Annie Loiselle se révèle particulièrement habile, dans sa façon de nous
faire basculer de plain-pied dans l’univers de son héroïne (quelques
pages suffisent pour être entièrement envoûté), le ton employé, qui
refuse le misérabilisme, le choix de protagonistes aux personnalités
complémentaires. Quelques éléments de la structure narrative pourront
sembler un peu plaqués, Jane et Isabella reproduisant à l’inverse le
schéma amoureux leur mère, les deux sœurs s’entichant d’un même homme
par exemple. L’écriture demeure néanmoins suffisamment fluide, les
personnages assez attachants pour que l’on referme le livre avec un
sourire mélancolique aux lèvres, dans l’attente d’un deuxième opus.
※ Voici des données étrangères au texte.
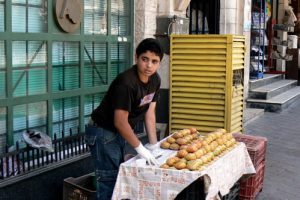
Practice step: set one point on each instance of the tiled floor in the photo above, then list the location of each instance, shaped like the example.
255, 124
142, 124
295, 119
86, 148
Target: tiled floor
282, 173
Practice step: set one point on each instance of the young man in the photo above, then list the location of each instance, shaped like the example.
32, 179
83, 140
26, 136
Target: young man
130, 98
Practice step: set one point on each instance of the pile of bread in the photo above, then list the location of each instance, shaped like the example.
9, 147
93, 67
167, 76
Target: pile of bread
195, 150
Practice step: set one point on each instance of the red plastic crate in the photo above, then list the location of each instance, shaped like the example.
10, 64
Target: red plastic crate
256, 146
250, 187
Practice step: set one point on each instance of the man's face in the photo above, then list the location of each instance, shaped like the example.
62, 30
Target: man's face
147, 65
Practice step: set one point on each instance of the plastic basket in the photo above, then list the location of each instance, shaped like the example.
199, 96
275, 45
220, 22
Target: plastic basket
256, 146
81, 188
233, 193
250, 187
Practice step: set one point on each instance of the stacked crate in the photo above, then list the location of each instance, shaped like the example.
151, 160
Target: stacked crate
256, 147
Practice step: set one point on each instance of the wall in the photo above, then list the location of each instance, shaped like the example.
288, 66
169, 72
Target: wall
231, 22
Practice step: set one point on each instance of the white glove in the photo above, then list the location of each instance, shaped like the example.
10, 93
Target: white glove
151, 147
145, 153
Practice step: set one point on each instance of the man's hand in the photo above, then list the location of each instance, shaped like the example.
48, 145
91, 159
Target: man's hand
151, 147
145, 153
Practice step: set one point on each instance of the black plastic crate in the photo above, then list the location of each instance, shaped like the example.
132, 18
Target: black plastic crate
233, 193
81, 188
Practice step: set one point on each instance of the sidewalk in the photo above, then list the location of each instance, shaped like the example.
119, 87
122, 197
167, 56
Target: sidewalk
282, 173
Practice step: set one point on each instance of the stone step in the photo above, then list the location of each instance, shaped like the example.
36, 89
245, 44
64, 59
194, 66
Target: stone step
272, 89
267, 79
251, 114
277, 103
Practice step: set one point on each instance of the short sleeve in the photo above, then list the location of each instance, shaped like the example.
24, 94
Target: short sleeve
157, 92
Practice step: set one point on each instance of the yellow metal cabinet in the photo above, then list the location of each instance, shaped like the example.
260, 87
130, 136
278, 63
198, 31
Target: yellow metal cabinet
206, 82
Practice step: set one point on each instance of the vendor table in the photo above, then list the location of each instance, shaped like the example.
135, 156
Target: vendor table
136, 180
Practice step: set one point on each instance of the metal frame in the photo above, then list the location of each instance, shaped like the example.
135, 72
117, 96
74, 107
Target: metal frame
54, 34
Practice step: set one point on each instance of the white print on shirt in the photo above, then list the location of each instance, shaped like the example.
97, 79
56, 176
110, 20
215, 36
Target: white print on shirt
147, 99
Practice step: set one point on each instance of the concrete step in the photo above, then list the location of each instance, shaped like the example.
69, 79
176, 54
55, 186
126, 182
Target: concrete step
272, 89
267, 79
277, 103
251, 114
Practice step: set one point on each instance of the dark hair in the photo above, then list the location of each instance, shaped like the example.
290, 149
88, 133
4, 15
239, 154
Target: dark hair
149, 44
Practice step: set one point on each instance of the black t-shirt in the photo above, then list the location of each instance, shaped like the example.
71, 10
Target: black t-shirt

« À douze ans, je pensais que c’était facile, écrire, que c’était
passer d’une histoire à l’autre, sans vraiment prendre le temps de tout
bien terminer. Je voulais devenir romancière, célèbre, être lue par des
millions de gens. Avec l’âge et les expériences troubles, j’ai révisé ma
position. Écrire est une expérience douloureuse qui transforme ce que
nous sommes en belles histoires que les gens liront. »
Il est bien noté dans les premiers romans !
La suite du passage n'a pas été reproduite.